In recent years, I’ve noticed the trend toward even higher heels, and I grieve for the young women who buy into the mindset that they must follow the dictates of fashion and the need to look “sexy.” All around me, I see women wearing stilettos that force them into the ungainly walk I briefly sported so long ago. TV and movies have surely fostered this trend (witness “Sex and the City”).
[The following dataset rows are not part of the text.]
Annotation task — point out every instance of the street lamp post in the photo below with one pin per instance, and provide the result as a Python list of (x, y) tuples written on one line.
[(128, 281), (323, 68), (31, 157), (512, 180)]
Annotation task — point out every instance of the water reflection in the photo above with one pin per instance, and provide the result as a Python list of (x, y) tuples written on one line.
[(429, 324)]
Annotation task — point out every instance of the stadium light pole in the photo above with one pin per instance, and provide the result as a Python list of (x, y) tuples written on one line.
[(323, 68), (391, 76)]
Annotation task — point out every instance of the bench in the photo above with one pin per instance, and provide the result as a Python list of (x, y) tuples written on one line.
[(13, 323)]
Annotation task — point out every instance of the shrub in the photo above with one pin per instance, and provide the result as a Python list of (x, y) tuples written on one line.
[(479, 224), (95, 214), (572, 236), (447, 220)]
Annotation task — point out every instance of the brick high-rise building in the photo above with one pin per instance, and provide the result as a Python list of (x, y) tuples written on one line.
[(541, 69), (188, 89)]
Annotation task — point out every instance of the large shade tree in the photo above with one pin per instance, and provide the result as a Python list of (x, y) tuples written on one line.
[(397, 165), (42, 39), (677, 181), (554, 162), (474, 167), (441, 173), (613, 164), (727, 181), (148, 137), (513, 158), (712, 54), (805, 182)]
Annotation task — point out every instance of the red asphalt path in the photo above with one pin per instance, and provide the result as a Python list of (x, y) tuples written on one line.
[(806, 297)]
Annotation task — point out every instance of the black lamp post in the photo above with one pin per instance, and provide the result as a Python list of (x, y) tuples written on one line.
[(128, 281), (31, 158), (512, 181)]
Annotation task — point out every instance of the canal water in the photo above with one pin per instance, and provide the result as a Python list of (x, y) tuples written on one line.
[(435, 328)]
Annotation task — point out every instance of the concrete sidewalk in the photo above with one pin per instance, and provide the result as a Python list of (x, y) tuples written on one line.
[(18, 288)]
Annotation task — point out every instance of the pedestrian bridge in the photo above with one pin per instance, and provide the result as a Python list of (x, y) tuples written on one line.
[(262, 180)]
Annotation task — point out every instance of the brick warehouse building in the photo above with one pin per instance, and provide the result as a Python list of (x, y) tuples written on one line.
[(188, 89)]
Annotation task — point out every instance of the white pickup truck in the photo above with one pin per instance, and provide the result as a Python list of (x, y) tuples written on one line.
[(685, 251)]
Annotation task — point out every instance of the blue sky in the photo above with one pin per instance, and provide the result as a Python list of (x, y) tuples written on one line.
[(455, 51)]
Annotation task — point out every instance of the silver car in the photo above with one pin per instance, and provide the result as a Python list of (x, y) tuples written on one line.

When I recently sat on the stage of Zellerbach Hall at the Berkeley commencement for mathematics students, I was astonished that most of the women hobbled across the stage to receive their diplomas in three- and four-inch-high sandals. I was terrified that these super-smart math students would trip and fall before they could grasp the document their mighty brain-power had achieved. (Fortunately, none of them did, but I could imagine the pain that accompanied the joy of receiving their degrees.)
The deaths in Riverside demonstrate an even more dramatic problem. When women need to flee a dangerous situation, high heels surely handicap their ability to escape. How many other needless deaths have resulted from hobbled feet?
When we celebrate the Fourth of July, I urge the women of America to proclaim their independence from high-heeled shoes. If you’re currently wearing painful footwear, bravely toss those shoes and shod yourself in comfy ones. Your wretched appendages, yearning to be free, will be forever grateful.
[A version of this commentary previously appeared as an op-ed in the San Francisco Chronicle.]